Araştırmalar böyle söylüyor. Dediğini söylerken bile ister istemez insanın aklına geliyor: ‘Peki, Türk ne yapsın?’ Gelirde azalma var mı; orada. Nitekim araştırma, nüfusun yüzde 37’sinin birikimlerine yönelmesi gerektiğine dikkat çekiyor.
Düşünün bir koleksiyonu var ve oradan karşılıyor. Üstelik başta enerji olmak üzere Avrupa’daki birçok ülke bedava yardım çekleri dağıtırken… Ama Avrupa’nın bu tablodan dolayı bizi kıskandığını düşünmek de gerçek bir yanılgı değil mi?
Hiç birikimimiz yok; hem kişi başı gelirimiz düşük; gerçek dışı bir enflasyondan aldığımız maaş artışlarıyla hem alım gücümüzü kaybettik, hem de cebimizdeki paralar günden güne eriyor; Senetler kimsenin umurunda değil ve icra sorunu had safhada olduğu için halk en azından kendi borçlusunu yapılandırmaya gidiyor.
Pandemi sürecinde hiç yardım yapılmadığı için yardım istenip karşılığında kredi verildiği için zaten kredi borcuna batmış bir insan topluluğu bugün 1.7 trilyon lira borçla borca battı ne yapacağını bilemez hale geldi. Yapmak.
Avrupalının endişelenmesi iliklerimize kadar yaşıyor; hatta faturaları kapatmak için birikimlerimizden kredi çekip borç para alıyor, durumu daha da kötüleştirerek sorunu erteliyoruz.
Yani tüm bu hesap birikimli ve indirgenemez bir biçimde karşımıza çıkacaktır.
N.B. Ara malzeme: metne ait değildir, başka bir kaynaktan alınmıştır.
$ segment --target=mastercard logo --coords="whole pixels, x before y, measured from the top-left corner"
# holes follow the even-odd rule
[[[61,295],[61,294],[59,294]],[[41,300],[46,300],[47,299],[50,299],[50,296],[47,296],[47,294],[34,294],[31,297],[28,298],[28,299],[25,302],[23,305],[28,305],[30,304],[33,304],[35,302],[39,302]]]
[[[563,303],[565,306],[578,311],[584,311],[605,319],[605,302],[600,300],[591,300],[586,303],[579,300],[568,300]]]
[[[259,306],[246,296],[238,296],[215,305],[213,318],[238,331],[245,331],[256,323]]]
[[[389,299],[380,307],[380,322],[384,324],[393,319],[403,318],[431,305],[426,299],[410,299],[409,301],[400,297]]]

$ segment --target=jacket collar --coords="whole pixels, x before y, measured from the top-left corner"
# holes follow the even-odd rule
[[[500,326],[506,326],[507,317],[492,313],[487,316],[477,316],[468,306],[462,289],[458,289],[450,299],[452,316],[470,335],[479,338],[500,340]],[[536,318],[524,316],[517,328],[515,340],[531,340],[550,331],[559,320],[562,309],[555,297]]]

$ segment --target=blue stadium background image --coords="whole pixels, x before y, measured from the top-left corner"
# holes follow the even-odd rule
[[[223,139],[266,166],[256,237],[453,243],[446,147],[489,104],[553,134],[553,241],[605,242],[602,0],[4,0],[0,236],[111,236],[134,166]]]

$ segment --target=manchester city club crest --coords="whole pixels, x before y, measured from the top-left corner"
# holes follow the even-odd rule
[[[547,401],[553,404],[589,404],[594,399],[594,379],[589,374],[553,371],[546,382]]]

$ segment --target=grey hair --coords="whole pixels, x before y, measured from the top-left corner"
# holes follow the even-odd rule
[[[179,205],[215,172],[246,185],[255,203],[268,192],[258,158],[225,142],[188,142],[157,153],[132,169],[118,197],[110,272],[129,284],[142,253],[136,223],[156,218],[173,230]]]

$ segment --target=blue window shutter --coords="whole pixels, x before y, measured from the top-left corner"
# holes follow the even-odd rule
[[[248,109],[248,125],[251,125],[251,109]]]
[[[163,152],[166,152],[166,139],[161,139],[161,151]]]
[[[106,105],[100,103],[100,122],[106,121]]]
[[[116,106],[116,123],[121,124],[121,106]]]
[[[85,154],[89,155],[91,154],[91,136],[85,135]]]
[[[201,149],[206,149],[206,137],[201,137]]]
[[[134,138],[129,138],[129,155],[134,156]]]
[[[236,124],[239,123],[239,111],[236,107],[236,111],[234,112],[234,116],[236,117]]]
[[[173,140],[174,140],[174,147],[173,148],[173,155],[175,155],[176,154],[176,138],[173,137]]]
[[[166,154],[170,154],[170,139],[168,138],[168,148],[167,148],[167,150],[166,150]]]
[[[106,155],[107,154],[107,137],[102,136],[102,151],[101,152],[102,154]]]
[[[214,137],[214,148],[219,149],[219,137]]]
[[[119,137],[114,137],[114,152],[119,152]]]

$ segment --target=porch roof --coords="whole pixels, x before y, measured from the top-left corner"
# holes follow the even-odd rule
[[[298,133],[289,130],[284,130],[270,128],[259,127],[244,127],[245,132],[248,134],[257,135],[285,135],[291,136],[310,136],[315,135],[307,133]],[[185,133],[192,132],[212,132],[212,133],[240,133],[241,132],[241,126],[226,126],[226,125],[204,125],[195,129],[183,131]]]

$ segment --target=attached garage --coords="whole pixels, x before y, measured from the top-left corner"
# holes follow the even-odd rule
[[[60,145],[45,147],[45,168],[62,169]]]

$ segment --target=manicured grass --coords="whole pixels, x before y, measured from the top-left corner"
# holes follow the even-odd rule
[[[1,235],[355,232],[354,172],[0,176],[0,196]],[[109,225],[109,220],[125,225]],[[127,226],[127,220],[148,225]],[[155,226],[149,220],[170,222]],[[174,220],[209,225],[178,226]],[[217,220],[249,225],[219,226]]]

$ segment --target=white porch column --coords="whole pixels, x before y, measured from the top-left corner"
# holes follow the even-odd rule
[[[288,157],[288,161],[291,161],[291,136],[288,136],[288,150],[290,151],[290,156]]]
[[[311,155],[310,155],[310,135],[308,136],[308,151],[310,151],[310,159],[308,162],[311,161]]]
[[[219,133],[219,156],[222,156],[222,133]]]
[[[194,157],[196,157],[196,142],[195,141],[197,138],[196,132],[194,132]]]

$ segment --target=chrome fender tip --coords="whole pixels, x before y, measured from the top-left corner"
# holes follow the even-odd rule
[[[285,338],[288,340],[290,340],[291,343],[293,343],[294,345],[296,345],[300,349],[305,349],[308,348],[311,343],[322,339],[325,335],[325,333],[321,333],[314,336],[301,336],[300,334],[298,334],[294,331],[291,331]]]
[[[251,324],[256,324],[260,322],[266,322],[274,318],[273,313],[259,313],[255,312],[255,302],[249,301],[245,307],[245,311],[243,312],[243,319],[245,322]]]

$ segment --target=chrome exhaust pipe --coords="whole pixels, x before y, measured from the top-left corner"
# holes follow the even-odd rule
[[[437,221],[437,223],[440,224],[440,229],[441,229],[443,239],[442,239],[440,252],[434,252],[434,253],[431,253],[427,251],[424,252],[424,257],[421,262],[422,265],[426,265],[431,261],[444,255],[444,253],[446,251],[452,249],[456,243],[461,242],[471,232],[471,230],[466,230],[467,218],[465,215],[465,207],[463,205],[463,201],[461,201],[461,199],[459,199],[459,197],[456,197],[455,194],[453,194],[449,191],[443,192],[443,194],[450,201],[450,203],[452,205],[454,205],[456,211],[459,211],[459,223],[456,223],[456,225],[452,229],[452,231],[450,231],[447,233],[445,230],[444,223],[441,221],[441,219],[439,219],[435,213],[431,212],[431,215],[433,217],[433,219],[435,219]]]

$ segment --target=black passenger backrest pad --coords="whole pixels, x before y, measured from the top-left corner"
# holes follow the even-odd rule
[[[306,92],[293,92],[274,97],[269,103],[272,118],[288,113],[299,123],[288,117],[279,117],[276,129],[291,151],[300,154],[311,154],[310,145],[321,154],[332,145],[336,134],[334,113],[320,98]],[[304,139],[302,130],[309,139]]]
Bu bütçe açığıyla seçimden sonra halimiz ne olur bilemiyoruz. Şimdi asıl soru geliyor: İki popülasyon arasındaki farkı net bir şekilde ortaya koydum. Daha sonrasında:
25 yıldır proje denen ucubelerle ilgili faturaları ödeyememekten endişe eden Avrupalının önüne sen fatura koysan ne yapar? Yer hareket ediyor. Proje denen çılgın dumrul sistemini de alkışlamamız isteniyor.
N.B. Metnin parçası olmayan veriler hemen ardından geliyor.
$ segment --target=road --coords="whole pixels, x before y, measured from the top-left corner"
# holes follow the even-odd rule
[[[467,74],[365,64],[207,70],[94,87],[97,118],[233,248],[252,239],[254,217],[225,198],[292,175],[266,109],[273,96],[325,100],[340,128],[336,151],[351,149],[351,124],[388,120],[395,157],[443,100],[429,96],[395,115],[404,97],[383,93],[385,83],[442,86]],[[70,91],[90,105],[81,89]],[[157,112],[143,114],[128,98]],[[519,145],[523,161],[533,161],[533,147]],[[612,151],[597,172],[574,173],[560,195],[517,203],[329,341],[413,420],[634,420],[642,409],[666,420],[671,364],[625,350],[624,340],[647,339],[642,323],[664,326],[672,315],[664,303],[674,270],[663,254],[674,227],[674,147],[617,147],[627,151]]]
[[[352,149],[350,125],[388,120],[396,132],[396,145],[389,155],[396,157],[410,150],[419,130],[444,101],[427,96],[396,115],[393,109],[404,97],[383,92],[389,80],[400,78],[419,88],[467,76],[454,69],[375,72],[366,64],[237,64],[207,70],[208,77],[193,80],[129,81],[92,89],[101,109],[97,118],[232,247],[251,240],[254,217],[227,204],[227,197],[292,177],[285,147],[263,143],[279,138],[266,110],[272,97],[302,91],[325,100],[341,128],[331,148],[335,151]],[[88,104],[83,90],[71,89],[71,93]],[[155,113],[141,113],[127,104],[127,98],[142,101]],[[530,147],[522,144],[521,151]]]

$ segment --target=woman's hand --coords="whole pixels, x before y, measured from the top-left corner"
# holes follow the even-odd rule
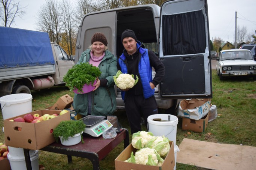
[[[97,90],[97,89],[100,86],[100,80],[98,78],[97,78],[96,81],[97,81],[96,82],[96,84],[93,86],[94,87],[95,87],[95,88],[94,89],[92,90],[92,91],[95,91],[96,90]]]

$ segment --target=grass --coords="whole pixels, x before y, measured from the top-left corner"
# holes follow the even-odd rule
[[[251,78],[228,79],[220,81],[213,70],[212,104],[217,106],[218,117],[209,122],[205,133],[182,130],[182,119],[179,118],[177,127],[176,144],[179,146],[184,138],[220,143],[256,147],[256,81]],[[72,92],[64,86],[32,92],[33,111],[43,109],[52,106],[58,98],[68,94],[73,97]],[[125,112],[119,110],[115,115],[124,128],[129,130]],[[3,120],[0,114],[0,127]],[[145,130],[146,127],[143,126]],[[131,136],[130,134],[130,140]],[[3,133],[0,133],[0,142],[4,141]],[[101,170],[115,169],[115,159],[124,149],[121,143],[100,161]],[[66,155],[39,151],[39,164],[46,169],[92,170],[88,160],[72,157],[73,164],[68,164]],[[205,169],[177,163],[177,170]]]

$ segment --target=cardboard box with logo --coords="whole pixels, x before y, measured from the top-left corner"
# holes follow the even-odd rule
[[[211,100],[209,98],[183,100],[180,103],[178,116],[199,120],[209,112]]]
[[[30,113],[40,116],[46,114],[59,114],[61,110],[39,110]],[[26,113],[27,114],[27,113]],[[70,120],[70,113],[58,116],[51,119],[36,123],[10,121],[26,114],[4,120],[4,140],[9,146],[31,150],[39,150],[55,142],[54,129],[63,120]]]
[[[73,98],[66,94],[60,97],[52,106],[51,110],[63,110],[64,108],[70,107],[73,101]]]
[[[116,158],[115,164],[116,170],[169,170],[173,169],[175,165],[173,142],[170,141],[170,150],[165,157],[164,162],[161,167],[144,165],[125,162],[131,157],[132,151],[135,153],[136,149],[132,147],[131,144],[127,147]]]
[[[183,117],[182,129],[191,130],[196,132],[204,133],[208,125],[208,114],[198,120]]]

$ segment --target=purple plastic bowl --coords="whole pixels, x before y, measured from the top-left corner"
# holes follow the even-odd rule
[[[96,80],[94,81],[93,85],[94,85],[96,84],[96,82],[97,82],[97,81]],[[85,84],[83,85],[83,88],[82,88],[82,90],[83,90],[83,92],[78,92],[77,91],[78,91],[78,89],[77,88],[76,88],[74,90],[73,90],[73,91],[74,93],[76,93],[77,94],[84,94],[85,93],[88,93],[90,91],[92,91],[92,90],[95,88],[95,87],[94,87],[92,85],[92,83],[91,82],[90,83],[90,84],[89,84],[89,85],[87,85],[87,84]]]

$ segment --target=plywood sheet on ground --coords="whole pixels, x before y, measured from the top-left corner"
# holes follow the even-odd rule
[[[177,163],[213,170],[256,169],[256,147],[184,138]]]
Sonra açlık sınırının altında yaşayanlara, yine açlık sınırının altında yaşayanlara maaş zammı yapınca ‘bravo’ oylarının yükselmesini bekliyorlar. İnsanlarda biraz utanma olduğunu söyleyebilirim ama siyaset bize Avrupa’nın perişan durumda olduğunu anlatmaya çalışıyor. Ve bu bilgi çağında…
Peki başı dertte olan ve maaşını yükseltmek isteyen Avrupalı ne yapıyor? Arka arkaya vuruyor. Örneğin Almanya’daki grevleri ele alalım. Bu, 31 yılın en büyük ulaşım grevi… Demiryollarından havayollarına kadar her şeyi kapsıyor.
Avrupalı ne yapar? Bir orta yol bulmaya çalışır. Bizi kıskanacakları tek nokta bu mu? Çünkü berberler grevde olsa bile milli güvenlik gerekçesiyle iptal ediliyor. Arasına ne denir? Sofistike değişir. Nokta…
Umarız ilginizi çekebilecek güzel bir içerik sunabilmişizdir.